Campus opinions divided over Apple, Samsung lawsuit

Nine jurors in a San Jose, Calif., courtroom ruled in favor of Apple Inc. on Friday in an intellectual property rights case against Samsung Electronics Co. The verdict came as a result of a long-lasting patent battle between Samsung and Apple over intellectual property rights.

As a result of the trial, Samsung owes Apple $1.05 billion for copying various design and software elements from Apple’s iPhone and iPad devices and using them on various Android products, such as Apple’s touch-screen technology. Apple filed suit in April 2011.

Michael Shaw, professor of business administration, lectures on mobile computing and mobile commerce with his students. He said he thinks last Friday’s jurors were “quite logical” and the verdict was “fair and justified.”

“What this verdict said is you cannot just bypass other people and use other people’s ideas,” Shaw said. “And so, in a way, over the long term, you can say that it’s good for innovation because it forces companies to think about new product design and new user experience.”

But others say that patents given out for basic components, like double-tap or flick functions, stand in the way of innovation.

“If you start figuring out who owns the patent on what, it’s virtually impossible for you to start producing a new product without fearing that somebody’s going to sue you,” said Vishal Sachdev,

visiting assistant professor of business.

Sachdev said that, as a result of this trial, Samsung might come up with an even more creative product and “out-innovate” Apple to avoid future intellectual property battles.

Will Tham, president of the University’s chapter of Industrial Designers Society of America and senior in FAA, started following the suit after learning about it in a society newsletter.

“I kind of favored Samsung, and I kind of wanted them to win because Apple is trying to enforce a really small detail,” Tham said.

“Yeah, they do have the design patents, but by having these patents maintained for such a long time, it is slowing the process of innovation …. Now they should be rushing to innovate in another way instead of just holding that ground.”

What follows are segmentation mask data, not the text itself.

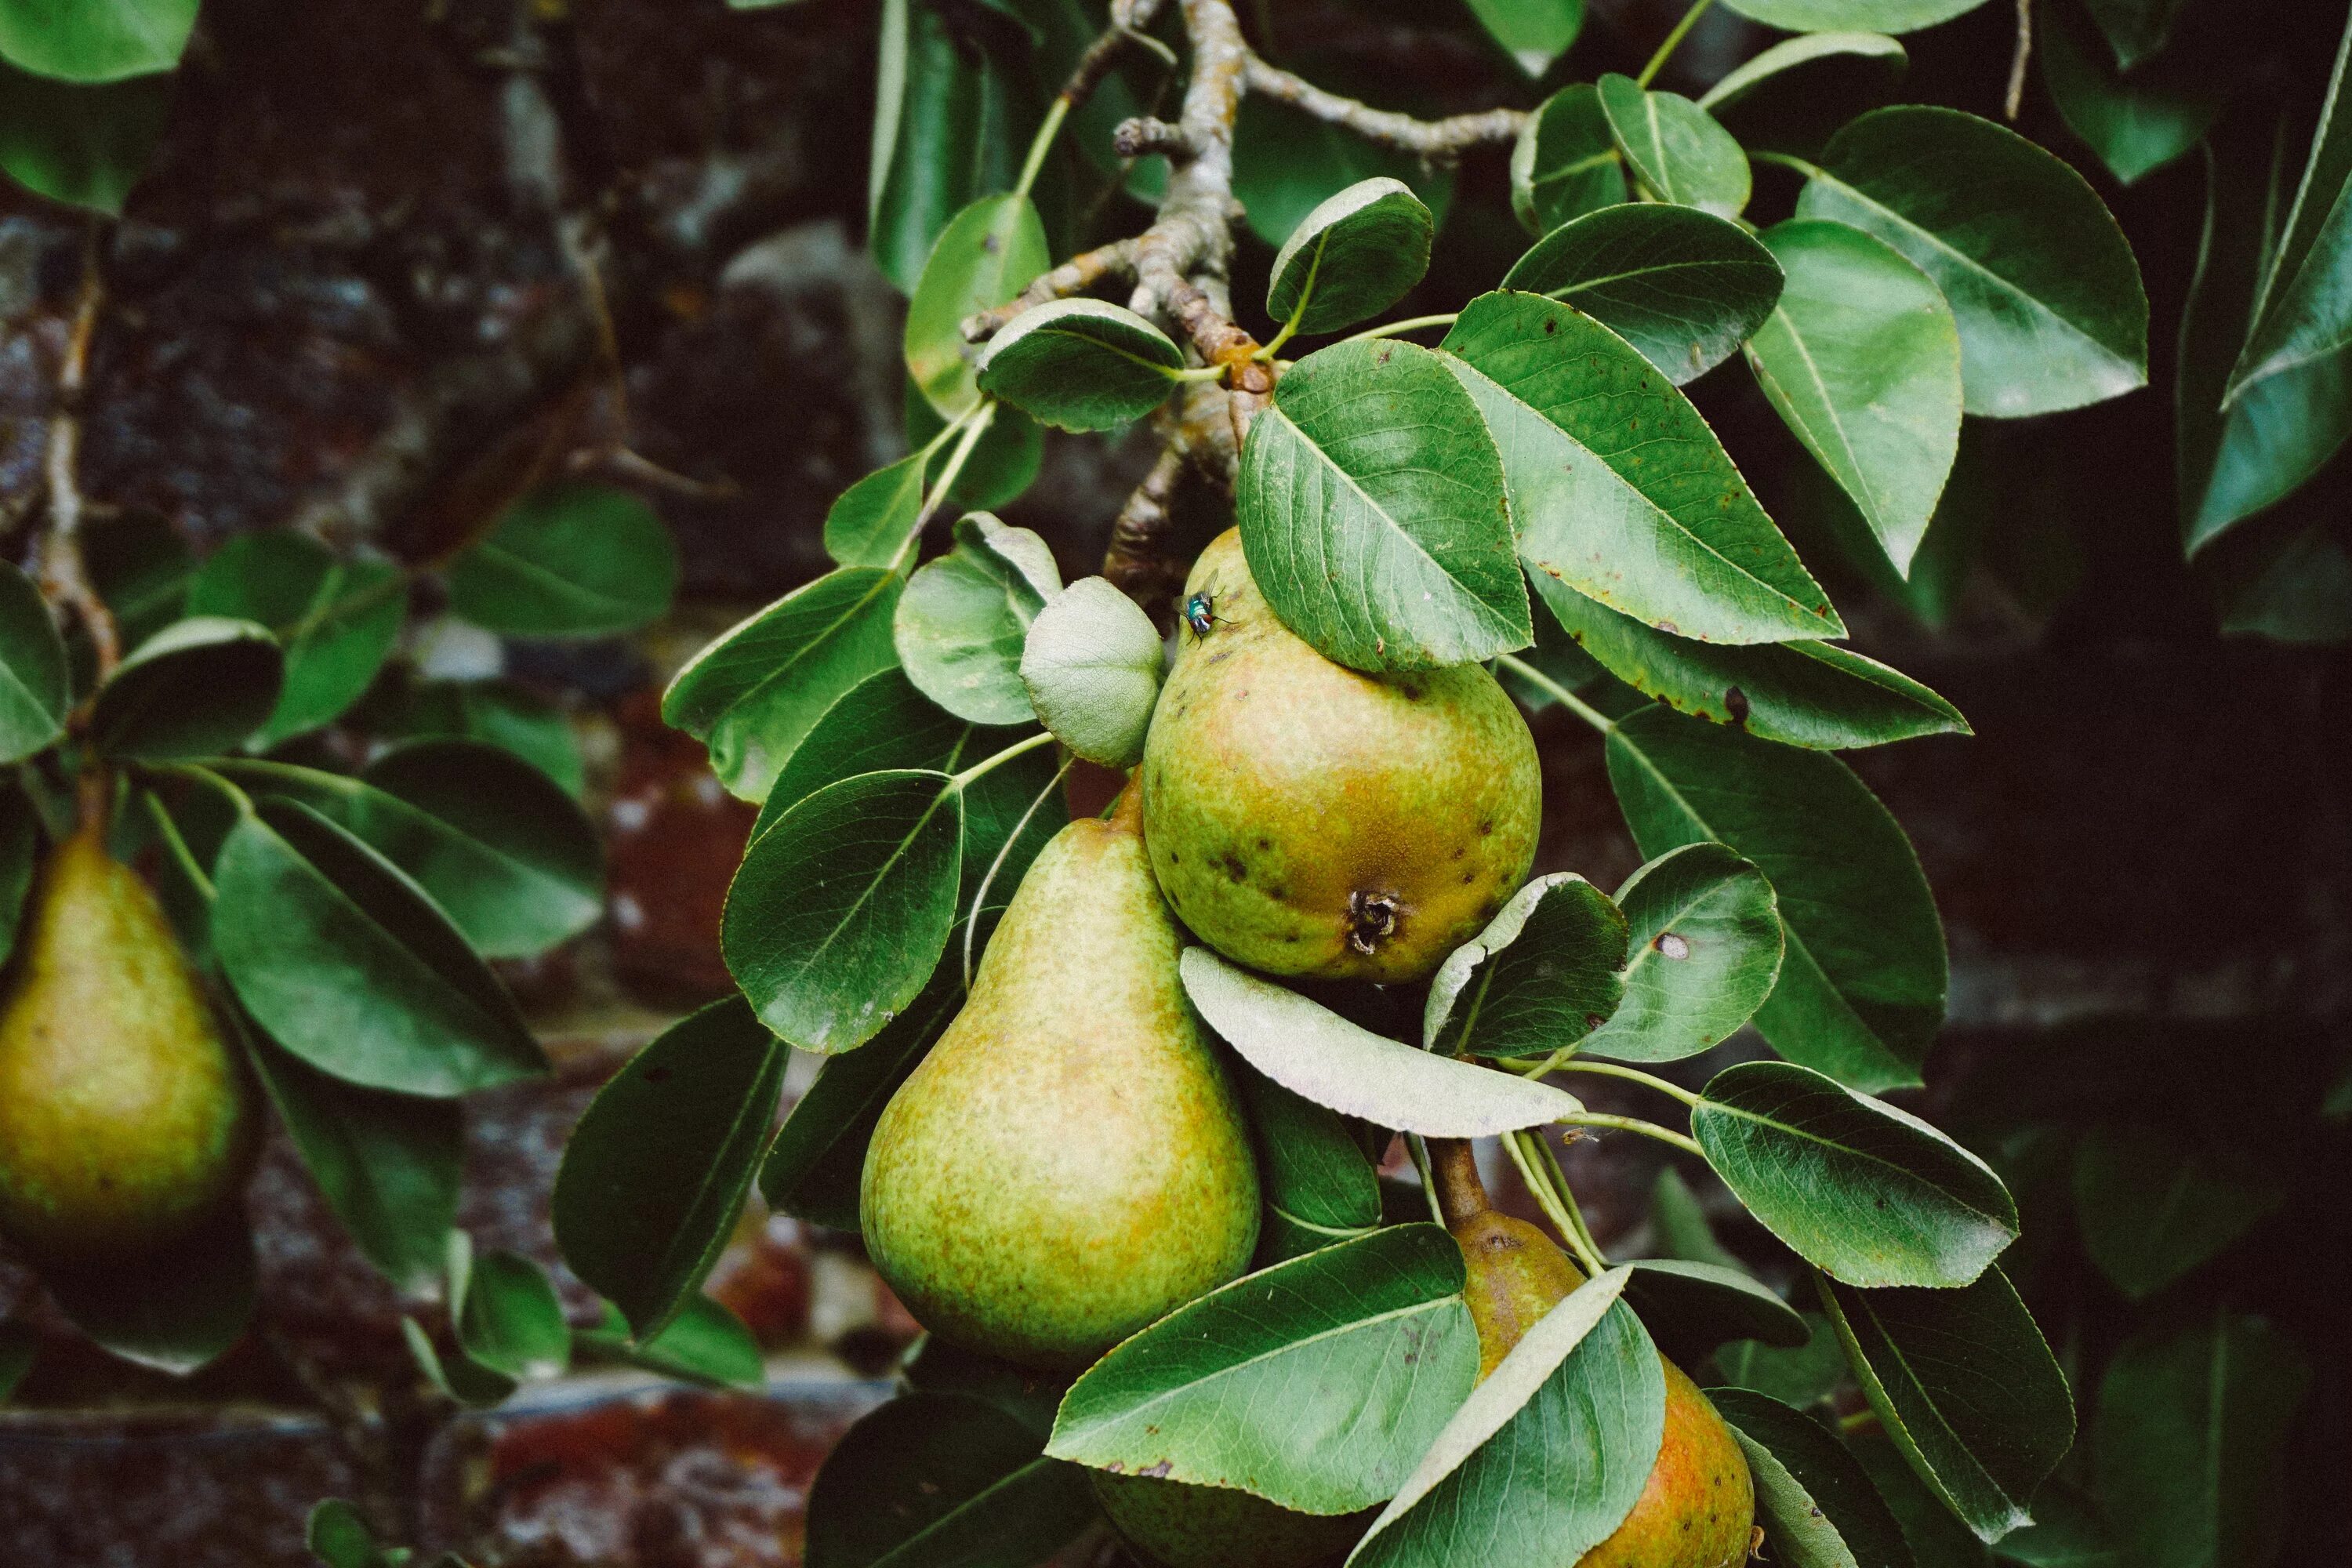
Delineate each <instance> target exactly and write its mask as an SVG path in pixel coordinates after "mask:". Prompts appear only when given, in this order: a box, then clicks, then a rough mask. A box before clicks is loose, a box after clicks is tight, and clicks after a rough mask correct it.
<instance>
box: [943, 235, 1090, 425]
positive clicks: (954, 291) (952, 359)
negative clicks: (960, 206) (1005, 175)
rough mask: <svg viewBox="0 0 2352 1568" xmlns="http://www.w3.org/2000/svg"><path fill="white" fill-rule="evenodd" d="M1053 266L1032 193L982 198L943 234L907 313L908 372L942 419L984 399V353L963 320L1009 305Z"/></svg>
mask: <svg viewBox="0 0 2352 1568" xmlns="http://www.w3.org/2000/svg"><path fill="white" fill-rule="evenodd" d="M1049 266H1054V256H1051V252H1049V249H1047V240H1044V223H1042V221H1040V219H1037V207H1035V202H1030V200H1028V197H1025V195H983V197H981V200H976V202H971V205H969V207H964V209H962V212H957V214H955V216H953V219H948V226H946V228H943V230H938V242H936V244H934V247H931V259H929V261H924V263H922V280H920V282H917V284H915V296H913V299H910V301H908V308H906V374H908V376H913V378H915V386H920V388H922V395H924V397H927V400H929V404H931V407H934V409H936V411H938V414H941V416H946V418H955V416H960V414H967V411H971V407H974V404H978V400H981V390H978V371H976V362H978V353H981V350H978V346H976V343H967V341H964V317H967V315H976V313H981V310H988V308H993V306H1002V303H1004V301H1009V299H1011V296H1014V294H1018V292H1021V289H1025V287H1028V282H1030V280H1033V277H1035V275H1037V273H1042V270H1047V268H1049Z"/></svg>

Tham said he thinks it is good for students to be aware of the case but “hopefully people will realize it’s stupid.”

“Fighting over the radius of a corner for a billion dollars?” Tham said. “(It’s sad) to see that creative process stifled by money.”

Shaw, on the other hand, said he thinks students will learn valuable lessons about respecting intellectual property rights as a result of this trial.

“I think that, of course, we are all passionate about these products, and I know young people especially are,” Shaw said. “Another lesson for every one of us as a citizen in this democracy is that we need to respect these intellectual property rights.”

While the trial may be over, Shaw said Samsung may still appeal the decision.

“But now the story continues, right?” he said. “There will be more patent fights and understandably there will be an appeal process, and then every company now will for sure be guided against the patent and very much looking to these intellectual property rights.”